Syron and Sullivan discuss U+2, Ramskeller pitchers in weekly report

In order to address Syron’s campaign goal of replacing U+2, a canvassing initiative by ASCSU will be going out to the Fort Collins community next week. The initiative is intended to educate community members about U+2, a City law that prohibits more than three people living under one roof.

“I don’t think it’s fair for students, I don’t think it’s fair for low-income families, I don’t think it’s fair for minorities. I think it’s our obligation, not only as representatives of students but as citizens of the community to try to do what we can.” Tristan Syron, ASCSU President.

Last year, ASCSU gave $10,000 to an occupational study, to be conducted by the City, that will focus on U+2 in order to determine if the law has had any impact on housing prices or neighborhood quality.

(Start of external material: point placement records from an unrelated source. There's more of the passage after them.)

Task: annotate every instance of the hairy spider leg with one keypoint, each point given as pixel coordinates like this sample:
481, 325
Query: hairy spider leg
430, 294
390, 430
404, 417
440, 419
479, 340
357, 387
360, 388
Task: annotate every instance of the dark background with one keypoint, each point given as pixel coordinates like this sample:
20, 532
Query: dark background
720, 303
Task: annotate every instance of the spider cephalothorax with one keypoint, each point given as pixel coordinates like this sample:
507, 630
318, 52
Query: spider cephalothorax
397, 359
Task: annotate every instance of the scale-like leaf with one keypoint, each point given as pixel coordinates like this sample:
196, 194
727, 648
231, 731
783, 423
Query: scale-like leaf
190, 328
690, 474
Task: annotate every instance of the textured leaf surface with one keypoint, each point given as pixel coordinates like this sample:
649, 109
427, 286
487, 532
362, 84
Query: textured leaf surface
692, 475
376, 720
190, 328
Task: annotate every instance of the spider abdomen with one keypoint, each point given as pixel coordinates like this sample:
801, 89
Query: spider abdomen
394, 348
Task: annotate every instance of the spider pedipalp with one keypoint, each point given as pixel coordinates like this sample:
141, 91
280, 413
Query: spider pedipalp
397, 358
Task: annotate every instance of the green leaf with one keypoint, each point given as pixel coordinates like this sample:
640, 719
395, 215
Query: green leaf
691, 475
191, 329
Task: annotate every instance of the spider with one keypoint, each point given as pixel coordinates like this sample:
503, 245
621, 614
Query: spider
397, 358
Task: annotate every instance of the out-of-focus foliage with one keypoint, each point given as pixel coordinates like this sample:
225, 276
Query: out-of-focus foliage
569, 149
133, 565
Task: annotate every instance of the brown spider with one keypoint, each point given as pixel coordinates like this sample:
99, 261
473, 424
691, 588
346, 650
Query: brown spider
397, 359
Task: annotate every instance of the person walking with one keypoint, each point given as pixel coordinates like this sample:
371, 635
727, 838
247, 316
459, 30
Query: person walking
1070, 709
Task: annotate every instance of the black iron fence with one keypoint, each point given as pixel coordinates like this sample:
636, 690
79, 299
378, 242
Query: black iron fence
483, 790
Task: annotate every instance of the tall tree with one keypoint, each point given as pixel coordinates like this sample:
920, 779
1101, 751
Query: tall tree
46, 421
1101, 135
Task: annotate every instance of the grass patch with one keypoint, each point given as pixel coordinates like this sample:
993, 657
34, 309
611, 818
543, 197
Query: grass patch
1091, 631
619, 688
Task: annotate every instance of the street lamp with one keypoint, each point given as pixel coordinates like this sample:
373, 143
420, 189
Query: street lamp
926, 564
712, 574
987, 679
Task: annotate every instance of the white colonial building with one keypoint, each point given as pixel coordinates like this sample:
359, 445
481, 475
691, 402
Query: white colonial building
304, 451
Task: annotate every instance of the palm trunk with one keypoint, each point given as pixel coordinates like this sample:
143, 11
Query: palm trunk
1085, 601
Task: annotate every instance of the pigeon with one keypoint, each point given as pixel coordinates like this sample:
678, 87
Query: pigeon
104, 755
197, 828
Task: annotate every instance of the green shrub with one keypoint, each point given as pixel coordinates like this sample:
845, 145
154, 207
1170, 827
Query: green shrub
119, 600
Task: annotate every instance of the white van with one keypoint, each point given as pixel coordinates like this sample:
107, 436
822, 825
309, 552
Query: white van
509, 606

“I don’t think it’s fair for students, I don’t think it’s fair for low-income families, I don’t think it’s fair for minorities,” Syron said. “I think it’s our obligation, not only as representatives of students but as citizens of the community, to try to do what we can.”

Sullivan spoke about another initiative that he began this semester: bringing pitchers back to the Ramskeller, CSU’s on-campus bar located in the Lory Student Center.

This year, the Ramskeller stopped serving pitchers, citing concerns about underage drinkers and losing their liquor license.

“Since we don’t limit (customers) to 21 and over, any age can come in,” LSC Director of Business and Dining Services Robert Peters said in an interview with CTV. “Well, that creates a serious liability for us and the University.”

In response to students’ concerns, Sullivan started a petition to bring back pitchers to the Ramskeller.

Along with the petition, Sullivan is searching for information about other bars like the Ramskeller to see what is common practice in the industry. 

“I’m also looking to gather more data from local bars and establishments that still offer pitchers … where they also allow people under 21 to come in,” Sullivan said.